Comment 2 Ian 'Hixie' Hickson 2013-04-22 22:37:49 UTC
Anne: Do you have an ETA for the URL spec's host parsing stuff? (I can wait if it's soonish.)
Comment 3 Anne 2013-04-23 16:27:18 UTC
It depends on what happens with IDNA. I could define the abstract bits around it I suppose. My idea was for it to return an IPv6 address, list of labels, or failure. However, maybe you want a higher level of abstraction that parses and serializes or something?
Comment 4 Ian 'Hixie' Hickson 2013-04-24 00:00:10 UTC
I dunno, for this bug I don't really know what I need exactly, if anything.
Comment 5 Marcus Bointon 2013-05-16 11:57:53 UTC
I just commented in bug 19117 (which already says what to do with this issue), but to be clear, the ABNF comment should be changed from:

label         = let-dig [ [ ldh-str ] let-dig ]  ; limited to a length of 255 characters by RFC 1123 section 2.1

to

label         = let-dig [ [ ldh-str ] let-dig ]  ; limited to a length of 63 characters by RFC 1123 section 2.1

And the sample regex should be changed from:

/^[a-zA-Z0-9.!#$%&'*+/=?^_`{|}~-]+@[a-zA-Z0-9](?:[a-zA-Z0-9-]{0,253}[a-zA-Z0-9])?(?:\.[a-zA-Z0-9](?:[a-zA-Z0-9-]{0,253}[a-zA-Z0-9])?)*$/

to

/^[a-zA-Z0-9.!#$%&'*+/=?^_`{|}~-]+@[a-zA-Z0-9](?:[a-zA-Z0-9-]{0,61}[a-zA-Z0-9])?(?:\.[a-zA-Z0-9](?:[a-zA-Z0-9-]{0,61}[a-zA-Z0-9])?)*$/

As Anne says, I don't think that punycode has any bearing on this since it's just a layer on top of RFC1123, not a replacement.
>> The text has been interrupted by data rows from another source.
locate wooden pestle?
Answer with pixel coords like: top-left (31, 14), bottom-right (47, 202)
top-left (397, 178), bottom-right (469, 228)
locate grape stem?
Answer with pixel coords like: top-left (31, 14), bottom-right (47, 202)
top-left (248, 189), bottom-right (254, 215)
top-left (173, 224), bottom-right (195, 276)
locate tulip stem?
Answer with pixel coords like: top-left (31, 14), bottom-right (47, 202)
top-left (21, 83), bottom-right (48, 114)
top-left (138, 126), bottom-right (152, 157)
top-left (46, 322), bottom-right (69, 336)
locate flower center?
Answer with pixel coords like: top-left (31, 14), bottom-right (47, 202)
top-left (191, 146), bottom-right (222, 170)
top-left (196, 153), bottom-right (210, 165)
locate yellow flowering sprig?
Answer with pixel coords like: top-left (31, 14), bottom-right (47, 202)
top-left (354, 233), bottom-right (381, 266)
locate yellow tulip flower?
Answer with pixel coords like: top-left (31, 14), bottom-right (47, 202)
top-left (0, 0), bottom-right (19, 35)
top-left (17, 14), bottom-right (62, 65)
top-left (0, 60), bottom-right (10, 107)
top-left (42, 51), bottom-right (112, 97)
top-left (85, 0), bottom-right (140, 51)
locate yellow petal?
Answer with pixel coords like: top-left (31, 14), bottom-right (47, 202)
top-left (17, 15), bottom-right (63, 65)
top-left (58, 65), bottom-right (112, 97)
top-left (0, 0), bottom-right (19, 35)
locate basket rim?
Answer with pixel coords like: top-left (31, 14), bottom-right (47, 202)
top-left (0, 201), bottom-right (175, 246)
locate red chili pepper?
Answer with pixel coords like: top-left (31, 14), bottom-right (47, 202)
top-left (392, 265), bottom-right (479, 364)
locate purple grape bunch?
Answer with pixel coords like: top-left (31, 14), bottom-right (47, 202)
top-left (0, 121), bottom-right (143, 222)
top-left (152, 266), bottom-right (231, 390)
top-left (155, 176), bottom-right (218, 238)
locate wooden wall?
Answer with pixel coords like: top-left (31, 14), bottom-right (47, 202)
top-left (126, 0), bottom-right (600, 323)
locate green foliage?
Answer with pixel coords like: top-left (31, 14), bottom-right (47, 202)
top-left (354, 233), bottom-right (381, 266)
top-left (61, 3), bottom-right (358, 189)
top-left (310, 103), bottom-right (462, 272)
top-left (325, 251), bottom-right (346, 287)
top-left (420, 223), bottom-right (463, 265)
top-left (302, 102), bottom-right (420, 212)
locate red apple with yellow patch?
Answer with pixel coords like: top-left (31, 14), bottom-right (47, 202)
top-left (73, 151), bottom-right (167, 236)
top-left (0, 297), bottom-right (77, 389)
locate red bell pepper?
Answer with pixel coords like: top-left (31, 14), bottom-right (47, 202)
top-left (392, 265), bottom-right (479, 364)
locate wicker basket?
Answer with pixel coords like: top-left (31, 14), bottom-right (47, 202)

We could define a separate pattern to match IDNA addresses too, but it would be fairly different to this one and would have to wait for the confusion to settle down.

Side note: I commented in the other ticket about a problem with this regex. It was down to a bug in PHP's PCRE implementation: the / within the initial character class should not need escaping, but it does in PHP.
Comment 6 Ian 'Hixie' Hickson 2013-06-10 21:11:29 UTC
Ok given that the URL spec isn't ready yet, I'm ignoring the stuff about punycoding for now.
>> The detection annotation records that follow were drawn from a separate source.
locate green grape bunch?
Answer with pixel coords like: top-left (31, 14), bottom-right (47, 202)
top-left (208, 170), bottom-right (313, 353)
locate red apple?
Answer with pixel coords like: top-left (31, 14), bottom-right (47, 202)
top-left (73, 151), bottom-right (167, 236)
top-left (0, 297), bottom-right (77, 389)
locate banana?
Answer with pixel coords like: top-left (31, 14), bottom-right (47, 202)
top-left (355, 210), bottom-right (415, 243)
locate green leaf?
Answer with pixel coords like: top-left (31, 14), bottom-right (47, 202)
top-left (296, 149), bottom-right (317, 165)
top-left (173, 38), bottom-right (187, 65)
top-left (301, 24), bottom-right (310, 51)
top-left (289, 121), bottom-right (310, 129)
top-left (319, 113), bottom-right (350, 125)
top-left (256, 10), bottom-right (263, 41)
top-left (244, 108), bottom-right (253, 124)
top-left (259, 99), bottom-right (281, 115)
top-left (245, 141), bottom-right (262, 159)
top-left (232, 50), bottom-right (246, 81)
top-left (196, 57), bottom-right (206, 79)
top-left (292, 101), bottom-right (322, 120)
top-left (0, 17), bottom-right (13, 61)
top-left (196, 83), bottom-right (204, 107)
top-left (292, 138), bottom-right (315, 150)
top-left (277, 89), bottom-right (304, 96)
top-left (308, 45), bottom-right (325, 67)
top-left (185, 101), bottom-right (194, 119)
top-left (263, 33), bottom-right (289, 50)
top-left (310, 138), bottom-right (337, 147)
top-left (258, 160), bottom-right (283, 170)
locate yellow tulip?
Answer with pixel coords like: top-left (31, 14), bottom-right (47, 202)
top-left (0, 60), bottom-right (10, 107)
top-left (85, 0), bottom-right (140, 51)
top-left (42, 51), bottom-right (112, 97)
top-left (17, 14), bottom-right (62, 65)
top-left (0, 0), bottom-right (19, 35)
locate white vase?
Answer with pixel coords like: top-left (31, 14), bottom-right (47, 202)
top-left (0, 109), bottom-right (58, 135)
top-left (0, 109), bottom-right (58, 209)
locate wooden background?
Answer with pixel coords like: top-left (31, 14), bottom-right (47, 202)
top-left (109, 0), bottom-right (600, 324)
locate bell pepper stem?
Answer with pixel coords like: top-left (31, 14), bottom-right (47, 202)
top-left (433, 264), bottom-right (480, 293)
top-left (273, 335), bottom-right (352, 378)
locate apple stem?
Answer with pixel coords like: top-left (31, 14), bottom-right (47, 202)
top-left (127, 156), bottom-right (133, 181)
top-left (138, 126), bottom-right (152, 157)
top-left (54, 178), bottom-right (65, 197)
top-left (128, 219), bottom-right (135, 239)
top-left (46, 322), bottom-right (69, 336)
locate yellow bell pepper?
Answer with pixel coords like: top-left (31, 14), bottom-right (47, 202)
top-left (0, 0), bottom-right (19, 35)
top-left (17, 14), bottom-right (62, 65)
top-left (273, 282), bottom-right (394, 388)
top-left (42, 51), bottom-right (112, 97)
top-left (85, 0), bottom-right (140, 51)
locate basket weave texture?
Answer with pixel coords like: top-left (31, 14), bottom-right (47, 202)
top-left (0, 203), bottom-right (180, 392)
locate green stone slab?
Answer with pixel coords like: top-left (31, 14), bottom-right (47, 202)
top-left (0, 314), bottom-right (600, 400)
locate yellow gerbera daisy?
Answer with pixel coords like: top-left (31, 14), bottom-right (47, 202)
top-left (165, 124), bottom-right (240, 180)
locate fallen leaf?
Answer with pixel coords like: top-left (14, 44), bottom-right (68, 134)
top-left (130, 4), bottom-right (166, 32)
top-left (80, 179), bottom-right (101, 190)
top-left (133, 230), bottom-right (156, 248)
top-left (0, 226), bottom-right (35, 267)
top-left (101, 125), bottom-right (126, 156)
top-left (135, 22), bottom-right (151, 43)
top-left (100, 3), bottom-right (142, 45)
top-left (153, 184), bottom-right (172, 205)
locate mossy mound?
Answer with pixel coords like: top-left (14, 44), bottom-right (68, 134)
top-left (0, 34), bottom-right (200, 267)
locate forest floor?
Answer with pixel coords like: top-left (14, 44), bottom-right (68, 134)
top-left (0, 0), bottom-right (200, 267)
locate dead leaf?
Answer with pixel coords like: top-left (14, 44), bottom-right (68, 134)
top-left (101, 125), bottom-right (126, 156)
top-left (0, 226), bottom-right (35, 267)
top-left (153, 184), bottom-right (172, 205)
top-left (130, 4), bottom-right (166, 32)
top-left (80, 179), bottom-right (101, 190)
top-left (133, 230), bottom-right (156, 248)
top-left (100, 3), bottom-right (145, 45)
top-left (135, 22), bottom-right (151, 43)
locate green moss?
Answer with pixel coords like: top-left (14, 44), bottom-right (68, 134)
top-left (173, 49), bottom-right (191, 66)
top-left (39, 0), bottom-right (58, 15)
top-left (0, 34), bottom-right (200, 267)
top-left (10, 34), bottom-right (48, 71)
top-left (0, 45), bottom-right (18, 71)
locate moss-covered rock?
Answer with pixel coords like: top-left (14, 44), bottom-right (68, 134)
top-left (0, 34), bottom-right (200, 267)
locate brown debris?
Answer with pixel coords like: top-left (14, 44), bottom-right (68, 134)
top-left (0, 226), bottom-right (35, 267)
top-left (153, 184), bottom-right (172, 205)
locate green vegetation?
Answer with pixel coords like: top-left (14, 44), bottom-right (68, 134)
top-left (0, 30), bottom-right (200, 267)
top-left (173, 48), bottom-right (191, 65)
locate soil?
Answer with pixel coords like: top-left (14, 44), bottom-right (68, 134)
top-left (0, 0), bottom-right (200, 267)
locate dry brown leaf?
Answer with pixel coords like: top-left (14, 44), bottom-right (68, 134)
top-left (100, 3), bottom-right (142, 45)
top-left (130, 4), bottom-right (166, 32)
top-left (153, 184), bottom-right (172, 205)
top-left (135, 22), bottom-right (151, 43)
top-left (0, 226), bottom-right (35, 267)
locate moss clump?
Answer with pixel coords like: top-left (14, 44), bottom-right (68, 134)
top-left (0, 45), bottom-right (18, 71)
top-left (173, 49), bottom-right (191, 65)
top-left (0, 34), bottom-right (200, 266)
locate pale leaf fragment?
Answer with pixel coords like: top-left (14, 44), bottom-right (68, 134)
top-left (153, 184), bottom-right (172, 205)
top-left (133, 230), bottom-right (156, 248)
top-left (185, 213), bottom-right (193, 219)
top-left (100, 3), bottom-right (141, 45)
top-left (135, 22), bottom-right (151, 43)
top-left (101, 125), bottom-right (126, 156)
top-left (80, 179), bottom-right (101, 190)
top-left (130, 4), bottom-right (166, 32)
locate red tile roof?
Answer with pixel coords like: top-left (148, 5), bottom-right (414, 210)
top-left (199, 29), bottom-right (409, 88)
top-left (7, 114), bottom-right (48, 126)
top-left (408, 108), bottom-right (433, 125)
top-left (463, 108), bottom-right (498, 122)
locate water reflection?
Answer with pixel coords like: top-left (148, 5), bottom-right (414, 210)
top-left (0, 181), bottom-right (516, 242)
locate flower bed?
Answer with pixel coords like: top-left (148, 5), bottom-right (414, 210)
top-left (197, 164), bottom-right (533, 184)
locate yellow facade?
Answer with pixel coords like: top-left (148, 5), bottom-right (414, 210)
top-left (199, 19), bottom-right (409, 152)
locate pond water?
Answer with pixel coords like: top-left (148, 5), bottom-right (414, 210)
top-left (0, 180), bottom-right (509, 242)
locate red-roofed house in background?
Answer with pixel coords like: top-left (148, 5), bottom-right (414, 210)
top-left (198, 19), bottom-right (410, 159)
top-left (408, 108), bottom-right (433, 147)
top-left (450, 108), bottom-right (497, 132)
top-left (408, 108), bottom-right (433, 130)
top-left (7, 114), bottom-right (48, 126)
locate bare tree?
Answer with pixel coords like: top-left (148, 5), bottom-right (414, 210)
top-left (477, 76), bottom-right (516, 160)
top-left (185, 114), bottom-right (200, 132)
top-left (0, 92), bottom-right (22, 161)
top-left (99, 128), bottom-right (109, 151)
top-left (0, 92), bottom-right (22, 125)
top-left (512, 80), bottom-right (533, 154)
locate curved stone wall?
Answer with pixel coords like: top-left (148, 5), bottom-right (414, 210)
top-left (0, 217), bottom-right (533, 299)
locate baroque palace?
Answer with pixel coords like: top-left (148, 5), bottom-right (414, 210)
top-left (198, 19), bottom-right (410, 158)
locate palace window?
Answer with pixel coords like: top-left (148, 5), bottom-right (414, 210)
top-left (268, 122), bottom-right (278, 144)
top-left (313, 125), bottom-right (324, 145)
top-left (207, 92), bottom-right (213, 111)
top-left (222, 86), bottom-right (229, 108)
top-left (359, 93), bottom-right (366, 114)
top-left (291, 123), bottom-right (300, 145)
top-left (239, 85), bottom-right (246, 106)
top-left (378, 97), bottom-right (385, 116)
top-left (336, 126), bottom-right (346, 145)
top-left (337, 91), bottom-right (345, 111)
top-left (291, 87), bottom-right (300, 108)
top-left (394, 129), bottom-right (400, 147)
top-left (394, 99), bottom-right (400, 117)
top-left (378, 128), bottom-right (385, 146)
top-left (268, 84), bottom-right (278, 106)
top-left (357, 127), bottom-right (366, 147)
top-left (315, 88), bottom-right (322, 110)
I don't understand why we should not follow the "SHOULD handle host names of up to 255 characters" conformance requirement from RFC 1123. Can you elaborate?
Comment 7 Marcus Bointon 2013-06-10 22:18:55 UTC
It's very simple! As Anne said, the hostname is limited to 255 chars overall, but the labels that make it up are inidividually limited to 63 chars. This site's host name for example has three labels: 'www', 'w3' and 'org'; each of those may not exceed 63 chars, but the whole lot together, including the separating dots (which is why it's 63 and not 64 chars) is limited to 255.
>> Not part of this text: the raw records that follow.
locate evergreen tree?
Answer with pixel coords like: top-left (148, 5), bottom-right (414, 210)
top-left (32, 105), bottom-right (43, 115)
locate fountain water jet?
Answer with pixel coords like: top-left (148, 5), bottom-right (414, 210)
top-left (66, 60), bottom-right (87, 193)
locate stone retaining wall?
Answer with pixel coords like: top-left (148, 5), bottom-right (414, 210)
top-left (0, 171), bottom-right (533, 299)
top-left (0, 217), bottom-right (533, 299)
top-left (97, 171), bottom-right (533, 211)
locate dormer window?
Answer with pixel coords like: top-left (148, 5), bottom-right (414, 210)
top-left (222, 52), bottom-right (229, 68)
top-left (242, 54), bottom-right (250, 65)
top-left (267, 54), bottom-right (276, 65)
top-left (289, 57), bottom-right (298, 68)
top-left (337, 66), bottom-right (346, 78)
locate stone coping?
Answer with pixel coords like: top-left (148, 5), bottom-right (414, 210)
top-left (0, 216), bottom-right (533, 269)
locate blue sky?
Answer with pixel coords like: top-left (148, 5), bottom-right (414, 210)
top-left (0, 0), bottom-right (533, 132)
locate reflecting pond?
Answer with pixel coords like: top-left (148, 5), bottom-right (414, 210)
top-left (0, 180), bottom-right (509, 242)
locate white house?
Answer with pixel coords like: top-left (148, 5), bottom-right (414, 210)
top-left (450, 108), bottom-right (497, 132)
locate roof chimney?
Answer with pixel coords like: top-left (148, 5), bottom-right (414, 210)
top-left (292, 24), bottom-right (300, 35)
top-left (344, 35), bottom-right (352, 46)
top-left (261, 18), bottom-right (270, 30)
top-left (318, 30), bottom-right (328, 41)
The problem is that the length limit mentioned in the description ABNF for the label was for the host name, not the label.
Comment 8 Ian 'Hixie' Hickson 2013-06-14 18:49:54 UTC
Oh, I see my confusion. RFC 1123 uses "host name" to mean the fully-qualified host name, and I thought it just meant the local name. My bad.
Comment 9 contributor 2013-06-14 18:49:59 UTC
Checked in as WHATWG revision r7978.
Check-in comment: Limit labels in e-mail addresses to 63 characters, not 255.
http://html5.org/tools/web-apps-tracker?from=7977&to=7978